W swojej karierze otrzymał pierwsze nagrody na wszystkich międzynarodowych konkursach skrzypcowych, w których uczestniczył: Wieniawski (Polska 1977), Paganini (Włochy 1984), Tibor Varga (Szwajcaria 1984). Koncertował z wieloma znakomitymi orkiestrami: Filharmonia Moskiewska, Filharmonia w Sankt Petersburgu, Filharmonia Narodowa w Warszawie, Mexico National Symphony, London Philharmonic Orchestra, Jerusalem Symphony, New Jersey Symphony, Suisse Romande Orchestra w Genewie. Jest jednym z nielicznych skrzypków w historii, który miał zaszczyt zagrać w 1998 roku podczas tournée z orkiestrą Simfonica di Savona na słynnym instrumencie Guarneri del Gesu, należącym do Niccolo Paganiniego.
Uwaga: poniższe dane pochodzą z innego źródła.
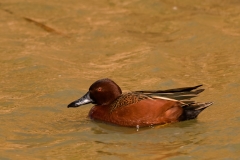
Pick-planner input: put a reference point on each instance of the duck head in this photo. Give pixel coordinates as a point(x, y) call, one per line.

Ta – pobieżna (za wikipedią) – biografia artysty wielbicielom talentu artysty potrzebna nie jest, bo pewnie wiedzą więcej. Ich też zapraszać na koncert szczególnie nie trzeba. Koncert Brodskiego jest jednak w swojej kategorii wydarzeniem tak ważnym, że nawet ze snobizmu należy go „zaliczyć”. Prawdopodobieństwo, że po spotkaniu z tej klasy artystą snob stanie się melomanem jest prawie stuprocentowe.
Okazję po temu daje zaś ostatnia część Tryptyku Zaduszkowego, w ramach której Vadim Brodski wystapi w kościele św. Wojciecha w Koninie – Morzysławiu dziś (niedziela, 7.11.2010r.) o godz. 19:30. Towarzyszyć mu będzie Roman Parucki – organista Katedry Oliwskiej.